This Ray Bourque oral history trade story first ran on March 19, 2018 at my old employer, BSN Denver (now DNVR). Even though I did all the work for it, it was/is still their intellectual property, so thank you to DNVR for letting me use it here.
In early March of 2000, it was no secret in the hockey world that legendary, future Hall-of-Fame defenseman Ray Bourque wanted, albeit reluctantly, to be traded from his team of 20-plus seasons, the Boston Bruins. In a Bruins career that spanned the end of the Carter Administration to the end of Bill Clinton’s, Bourque performed brilliantly for Boston in the succession of other Hall-of-Fame Bruins defensemen such as Bobby Orr and Brad Park.

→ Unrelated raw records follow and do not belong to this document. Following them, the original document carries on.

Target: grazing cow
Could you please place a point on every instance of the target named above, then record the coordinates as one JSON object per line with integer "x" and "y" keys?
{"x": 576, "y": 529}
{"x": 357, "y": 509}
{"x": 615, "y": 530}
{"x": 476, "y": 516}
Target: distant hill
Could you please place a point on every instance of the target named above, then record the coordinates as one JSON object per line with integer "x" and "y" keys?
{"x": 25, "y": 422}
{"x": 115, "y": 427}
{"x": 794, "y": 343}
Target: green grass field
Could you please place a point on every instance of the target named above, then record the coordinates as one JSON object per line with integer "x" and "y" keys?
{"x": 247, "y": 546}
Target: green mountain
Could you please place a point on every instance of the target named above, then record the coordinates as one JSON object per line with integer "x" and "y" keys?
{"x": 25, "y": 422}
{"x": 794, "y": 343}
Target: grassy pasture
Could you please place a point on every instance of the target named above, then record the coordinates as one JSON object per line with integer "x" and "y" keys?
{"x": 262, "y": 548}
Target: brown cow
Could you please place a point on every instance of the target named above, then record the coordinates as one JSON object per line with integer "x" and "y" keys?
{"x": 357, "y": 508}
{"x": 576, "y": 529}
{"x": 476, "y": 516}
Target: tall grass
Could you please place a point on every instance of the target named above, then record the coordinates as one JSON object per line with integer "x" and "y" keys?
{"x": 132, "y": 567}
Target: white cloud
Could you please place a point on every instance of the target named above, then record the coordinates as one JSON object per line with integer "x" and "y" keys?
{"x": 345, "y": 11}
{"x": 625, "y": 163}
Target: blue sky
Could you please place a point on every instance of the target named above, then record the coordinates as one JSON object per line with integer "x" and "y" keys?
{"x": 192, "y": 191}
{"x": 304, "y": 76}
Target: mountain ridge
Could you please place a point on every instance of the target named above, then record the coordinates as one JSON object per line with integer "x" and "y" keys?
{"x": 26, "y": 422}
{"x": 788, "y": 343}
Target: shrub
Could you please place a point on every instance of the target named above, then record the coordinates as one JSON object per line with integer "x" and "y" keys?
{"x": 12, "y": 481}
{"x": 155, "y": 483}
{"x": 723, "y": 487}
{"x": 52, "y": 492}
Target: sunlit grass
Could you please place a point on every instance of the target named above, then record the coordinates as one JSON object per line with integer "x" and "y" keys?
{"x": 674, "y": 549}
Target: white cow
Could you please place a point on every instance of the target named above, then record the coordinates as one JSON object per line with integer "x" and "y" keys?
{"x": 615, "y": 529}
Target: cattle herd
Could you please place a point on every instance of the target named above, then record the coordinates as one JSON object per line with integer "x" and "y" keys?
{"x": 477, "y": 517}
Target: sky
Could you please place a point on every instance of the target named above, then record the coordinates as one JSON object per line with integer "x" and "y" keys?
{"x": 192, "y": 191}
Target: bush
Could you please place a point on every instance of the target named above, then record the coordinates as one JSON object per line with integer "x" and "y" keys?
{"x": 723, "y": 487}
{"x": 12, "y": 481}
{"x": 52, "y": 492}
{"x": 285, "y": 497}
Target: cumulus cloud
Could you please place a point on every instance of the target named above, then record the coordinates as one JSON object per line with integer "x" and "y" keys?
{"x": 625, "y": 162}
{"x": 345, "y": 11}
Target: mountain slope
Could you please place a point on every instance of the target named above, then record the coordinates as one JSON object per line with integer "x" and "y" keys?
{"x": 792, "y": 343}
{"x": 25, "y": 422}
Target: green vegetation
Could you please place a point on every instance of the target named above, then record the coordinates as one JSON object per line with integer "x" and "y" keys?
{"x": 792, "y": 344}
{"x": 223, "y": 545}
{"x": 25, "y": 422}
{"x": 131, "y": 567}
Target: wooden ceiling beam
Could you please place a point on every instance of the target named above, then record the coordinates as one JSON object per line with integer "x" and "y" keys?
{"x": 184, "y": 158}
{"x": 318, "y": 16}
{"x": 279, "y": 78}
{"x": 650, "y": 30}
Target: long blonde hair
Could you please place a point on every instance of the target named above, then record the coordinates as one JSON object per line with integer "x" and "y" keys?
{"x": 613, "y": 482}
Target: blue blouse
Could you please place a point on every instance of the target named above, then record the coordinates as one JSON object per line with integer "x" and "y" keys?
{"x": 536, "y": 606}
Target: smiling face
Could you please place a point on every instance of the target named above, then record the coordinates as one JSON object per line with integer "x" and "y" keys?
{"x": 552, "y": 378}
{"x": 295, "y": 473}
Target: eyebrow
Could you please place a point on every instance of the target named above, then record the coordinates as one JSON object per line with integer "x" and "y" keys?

A five-time Norris Trophy winner and 12-time first-team NHL all-star, the only thing missing from Bourque’s trophy case was hockey’s ultimate prize, the Stanley Cup, and time was running out. At 39, Bourque knew he only had one or two good years left, and he knew it would be well beyond that before the Bruins had any chance of seriously competing for a Cup.
The Bruins started the 1999-2000 season at 0-5-4 and, despite a solid run after that had them above .500 for a while, by February things were falling apart again and Bourque wanted a chance to play meaningful, playoff hockey again. He also knew that the bounty he could bring the Bruins in trade could benefit their future, so it was during the NHL’s leaguewide general managers’ meetings on Feb. 27-28 in Palm Springs, Calif., that Bourque formally asked his longtime boss, Bruins general manager Harry Sinden, for a trade.
Bourque had two conditions for Sinden: He wanted to go to a legitimate Stanley Cup contender, and he wanted to stay relatively close to his home of Boxford, Mass., primarily because he had three teenage children and didn’t want to uproot their school lives. Bourque, and Sinden, thought he would be going to either one of two teams: the New Jersey Devils or the Philadelphia Flyers.
As we all know now, Bourque somehow, on March 6th, wound up 2,000 miles from Boxford, with the Colorado Avalanche. We all know how the story finished, as one of hockey’s most iconic moments, with Bourque lifting the Stanley Cup over his head after the final game of his career, Game 7 of the 2001 Stanley Cup Finals against one of the teams he thought he’d have played for instead, the Devils.
This is the story of how the trade happened, as told to BSN Denver by the principals themselves: Ray Bourque, Harry Sinden and former Avalanche GM Pierre Lacroix.
Bourque: I knew Harry was at the GM meetings, and I’d called him and asked him if he could call me back. I left him a message. And he called me, and I remember exactly where I was when he called me. My son, Christopher, was interviewing to get into (Byfield, Mass., private school) Governor Dummer. We were in there with the people talking about him going to Governor Dummer, because my daughter was also going there. And then Harry called, and I said, ‘I gotta take this call’ and I stepped out. And that’s when I told him that I wanted to go somewhere to a team that could compete and have a good run in the playoffs. I told him why and what I was thinking, and he was good about it.
Bourque, at first, actually requested one team, in particular, to be traded: the Philadelphia Flyers, who would go on to win the Atlantic Division, a team loaded with offensive talent but missing a guy from the blueline like Bourque who might make a championship difference.